- Yeni araştırma, hastane maskesi reçetelerinin biraz fazla yavaş olduğunu gösteriyor COVID-19 omikron iletimi.
- Bulgular, Aralık 2021 ile Eylül 2022 arasında Londra’da yürütülen gözlemsel bir çalışmanın parçasıydı ve henüz hakemli bir dergide yayınlanmadı.
- Sağlık uzmanları, sonuçların yakın zamanda toplanan diğer verilerle tutarlı olduğunu kaydetti.
- Savunmasız kişiler, N95, KF94, FFP2 veya çift yüz maskeleri kullanarak iç mekanlarda kendilerini koruyabilirler.
COVID-19 salgınının Omicron dalgası sırasında İngiltere’nin en büyük hastanelerinden birinde toplanan veriler, maskeleme düzenlemelerinin virüsün bulaşması üzerinde hiçbir etkisinin olmadığını gösteriyor.

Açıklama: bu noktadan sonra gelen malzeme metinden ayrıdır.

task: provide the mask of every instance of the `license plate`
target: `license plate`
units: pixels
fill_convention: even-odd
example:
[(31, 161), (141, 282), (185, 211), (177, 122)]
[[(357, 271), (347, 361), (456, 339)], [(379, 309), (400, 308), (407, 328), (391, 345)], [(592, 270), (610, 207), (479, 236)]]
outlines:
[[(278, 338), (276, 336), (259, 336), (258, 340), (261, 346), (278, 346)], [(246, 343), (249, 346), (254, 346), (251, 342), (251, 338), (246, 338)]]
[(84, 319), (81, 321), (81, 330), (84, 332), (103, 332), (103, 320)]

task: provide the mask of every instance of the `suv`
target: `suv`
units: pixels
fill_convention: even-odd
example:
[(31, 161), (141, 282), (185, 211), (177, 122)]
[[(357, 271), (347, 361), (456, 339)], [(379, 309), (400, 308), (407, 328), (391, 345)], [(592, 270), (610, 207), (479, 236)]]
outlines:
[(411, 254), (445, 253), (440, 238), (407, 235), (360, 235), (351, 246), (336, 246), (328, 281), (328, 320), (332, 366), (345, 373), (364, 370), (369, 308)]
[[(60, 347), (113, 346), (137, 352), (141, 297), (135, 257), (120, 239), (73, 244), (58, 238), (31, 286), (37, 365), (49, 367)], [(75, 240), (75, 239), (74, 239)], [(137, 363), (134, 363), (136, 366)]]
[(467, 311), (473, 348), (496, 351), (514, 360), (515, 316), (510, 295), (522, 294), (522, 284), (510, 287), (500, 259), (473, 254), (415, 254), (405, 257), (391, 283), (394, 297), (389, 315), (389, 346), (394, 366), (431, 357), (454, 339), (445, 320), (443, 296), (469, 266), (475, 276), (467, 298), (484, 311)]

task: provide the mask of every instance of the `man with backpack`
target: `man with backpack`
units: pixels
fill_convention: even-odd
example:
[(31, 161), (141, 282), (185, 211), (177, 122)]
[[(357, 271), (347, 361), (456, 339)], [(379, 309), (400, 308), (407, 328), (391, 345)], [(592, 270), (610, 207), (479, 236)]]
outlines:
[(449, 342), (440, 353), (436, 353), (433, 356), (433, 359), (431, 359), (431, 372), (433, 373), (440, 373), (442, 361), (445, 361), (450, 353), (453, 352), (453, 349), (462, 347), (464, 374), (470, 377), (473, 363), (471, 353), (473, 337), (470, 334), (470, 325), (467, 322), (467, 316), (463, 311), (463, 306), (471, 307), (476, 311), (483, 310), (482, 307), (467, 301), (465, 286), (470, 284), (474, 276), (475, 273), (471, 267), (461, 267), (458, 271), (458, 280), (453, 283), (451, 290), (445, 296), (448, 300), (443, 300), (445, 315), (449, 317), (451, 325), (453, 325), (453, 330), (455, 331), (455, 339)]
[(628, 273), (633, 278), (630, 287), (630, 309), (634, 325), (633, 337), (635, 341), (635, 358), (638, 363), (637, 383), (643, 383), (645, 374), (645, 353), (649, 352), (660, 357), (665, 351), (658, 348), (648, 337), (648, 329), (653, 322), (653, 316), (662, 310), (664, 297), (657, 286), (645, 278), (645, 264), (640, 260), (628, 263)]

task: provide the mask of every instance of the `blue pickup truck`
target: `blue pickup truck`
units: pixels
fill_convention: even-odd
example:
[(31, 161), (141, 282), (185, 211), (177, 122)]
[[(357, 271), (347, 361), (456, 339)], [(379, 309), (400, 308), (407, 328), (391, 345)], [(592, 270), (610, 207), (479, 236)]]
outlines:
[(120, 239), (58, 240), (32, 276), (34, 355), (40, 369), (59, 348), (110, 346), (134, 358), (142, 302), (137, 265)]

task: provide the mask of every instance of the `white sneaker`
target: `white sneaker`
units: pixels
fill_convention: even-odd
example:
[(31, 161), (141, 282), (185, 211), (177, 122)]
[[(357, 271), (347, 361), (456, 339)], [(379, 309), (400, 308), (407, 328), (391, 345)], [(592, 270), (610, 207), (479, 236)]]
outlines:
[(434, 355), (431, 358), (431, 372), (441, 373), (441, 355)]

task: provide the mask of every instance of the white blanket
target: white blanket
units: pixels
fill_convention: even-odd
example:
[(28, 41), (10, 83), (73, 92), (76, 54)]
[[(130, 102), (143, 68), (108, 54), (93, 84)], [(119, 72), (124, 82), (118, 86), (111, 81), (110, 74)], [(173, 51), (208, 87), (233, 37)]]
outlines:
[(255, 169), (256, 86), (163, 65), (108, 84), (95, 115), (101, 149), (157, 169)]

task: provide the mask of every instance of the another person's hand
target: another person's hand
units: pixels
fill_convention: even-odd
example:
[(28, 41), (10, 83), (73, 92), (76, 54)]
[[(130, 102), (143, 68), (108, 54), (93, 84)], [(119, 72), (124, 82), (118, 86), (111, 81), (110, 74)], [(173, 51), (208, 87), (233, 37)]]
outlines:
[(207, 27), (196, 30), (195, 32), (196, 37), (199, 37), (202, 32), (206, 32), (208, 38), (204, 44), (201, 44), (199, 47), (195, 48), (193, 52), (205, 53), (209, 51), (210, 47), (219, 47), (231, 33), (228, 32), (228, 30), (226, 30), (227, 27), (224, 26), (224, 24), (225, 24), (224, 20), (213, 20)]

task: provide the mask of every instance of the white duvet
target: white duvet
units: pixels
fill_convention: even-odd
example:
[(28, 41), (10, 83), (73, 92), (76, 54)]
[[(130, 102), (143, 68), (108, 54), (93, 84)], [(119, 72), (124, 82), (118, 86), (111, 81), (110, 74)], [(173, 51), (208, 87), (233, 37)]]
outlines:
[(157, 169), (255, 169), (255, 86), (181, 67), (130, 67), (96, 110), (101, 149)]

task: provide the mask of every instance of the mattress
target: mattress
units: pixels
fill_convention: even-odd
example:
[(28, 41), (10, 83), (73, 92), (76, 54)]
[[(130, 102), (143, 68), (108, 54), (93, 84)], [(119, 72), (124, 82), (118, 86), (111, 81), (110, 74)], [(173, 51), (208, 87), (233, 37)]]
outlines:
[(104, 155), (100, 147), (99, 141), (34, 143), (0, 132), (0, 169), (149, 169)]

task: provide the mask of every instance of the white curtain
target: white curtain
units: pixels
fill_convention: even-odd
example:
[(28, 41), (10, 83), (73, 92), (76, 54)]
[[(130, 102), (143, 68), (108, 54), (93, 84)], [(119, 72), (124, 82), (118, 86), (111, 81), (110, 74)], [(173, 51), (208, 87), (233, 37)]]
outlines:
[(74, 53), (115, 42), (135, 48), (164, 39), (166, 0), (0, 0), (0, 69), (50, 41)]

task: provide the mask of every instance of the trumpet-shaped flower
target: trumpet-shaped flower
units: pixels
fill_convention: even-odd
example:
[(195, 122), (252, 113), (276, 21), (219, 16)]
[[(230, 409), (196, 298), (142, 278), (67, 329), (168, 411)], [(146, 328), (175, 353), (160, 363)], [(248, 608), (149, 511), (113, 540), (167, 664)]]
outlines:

Londra’daki St George’s Hospital’daki araştırmacılar, eğitim hastanesinden Aralık 2021’den Eylül 2022’ye kadar uzanan on aylık verileri analiz etti. Maske gereksinimlerinin COVID-19’un yayılmasını kontrol etmenin ucuz ve erişilebilir bir yolu olarak tanıtılmasına rağmen, toplanan bilgiler maskelemenin hastane enfeksiyon oranını azaltmada “fark edilebilir bir fark yaratmadığını” gösterdi.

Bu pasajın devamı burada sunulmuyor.